Am Eingang zum Labyrinth des Todes ist nicht viel los, nur wenige Gruppen eifrig diskutierender Spieler haben sich heute eingefunden. Obwohl ich das gewusst habe, ist der Anblick ungewohnt.
»Ljonka!« Ein rotblonder Junge kommt auf mich zugerannt und hält mir die Hand hin. »Du hier! Aber stell dir vor, das Labyrinth ist heute geschlossen!«
»Ich weiß. Sie haben Probleme im letzten Level. Das Programm für den Imperator ist ausgefallen.«
»Diese Lamer«, stöhnt Ilja. »Aber wieso müssen die da gleich das ganze Labyrinth schließen? Ich stecke im zwölften Level fest. Weißt du noch, wie man das schafft?«
»Kann mich absolut nicht mehr erinnern«, antworte ich. »Was ist? Hast du dir deine Soundkarte gekauft?«
»Klar! Jetzt solltest du mal meinen Rechner hören! Bum, bum, bum! Yeah!«
Er wiegt den Kopf. Aha. Er lauscht gerade seiner Musik. Seiner sensationellen Musik. Denn in seinem Alter gibt es nun einmal nur hundsmiserable oder eben sensationelle Musik.
»Meinen Glückwunsch«, sage ich. »Hast du eigentlich gewusst, dass Dibenko nicht mal eine Soundkarte hatte? Das ist auch der Grund, warum sich das Deep-Programm ohne Ton startet.«
»Ja.
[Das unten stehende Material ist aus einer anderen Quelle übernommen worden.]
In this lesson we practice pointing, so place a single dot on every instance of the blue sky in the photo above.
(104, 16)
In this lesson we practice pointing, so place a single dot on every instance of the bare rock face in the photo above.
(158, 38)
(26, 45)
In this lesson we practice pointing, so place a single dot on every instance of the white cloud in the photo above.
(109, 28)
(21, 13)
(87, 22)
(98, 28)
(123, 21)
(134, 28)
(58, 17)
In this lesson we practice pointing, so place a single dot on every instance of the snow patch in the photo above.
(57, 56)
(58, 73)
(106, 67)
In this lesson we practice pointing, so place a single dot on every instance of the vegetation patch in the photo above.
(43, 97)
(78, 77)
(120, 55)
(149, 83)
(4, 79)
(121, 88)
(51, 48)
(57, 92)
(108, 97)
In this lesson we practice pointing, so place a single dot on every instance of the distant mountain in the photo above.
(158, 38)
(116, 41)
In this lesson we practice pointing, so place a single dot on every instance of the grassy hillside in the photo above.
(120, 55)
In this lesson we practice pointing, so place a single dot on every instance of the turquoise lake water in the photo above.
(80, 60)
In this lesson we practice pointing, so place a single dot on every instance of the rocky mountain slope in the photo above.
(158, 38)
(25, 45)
Trotzdem höre ich immer etwas, wenn der bunte Schnee einsetzt. Irgendeine Musik. Allerdings sehr leise. Ich habe gedacht, dass liegt an meiner miesen Soundkarte. Aber mit der neuen ist es genauso!«
»Das liegt ja auch nicht an der Soundkarte. Das liegt an dir.«
Der Junge nickt, hat aber bereits vergessen, was ich ihm gesagt habe. So, wie er vor Energie strotzt, kann er sich nicht lange bei einem Thema aufhalten.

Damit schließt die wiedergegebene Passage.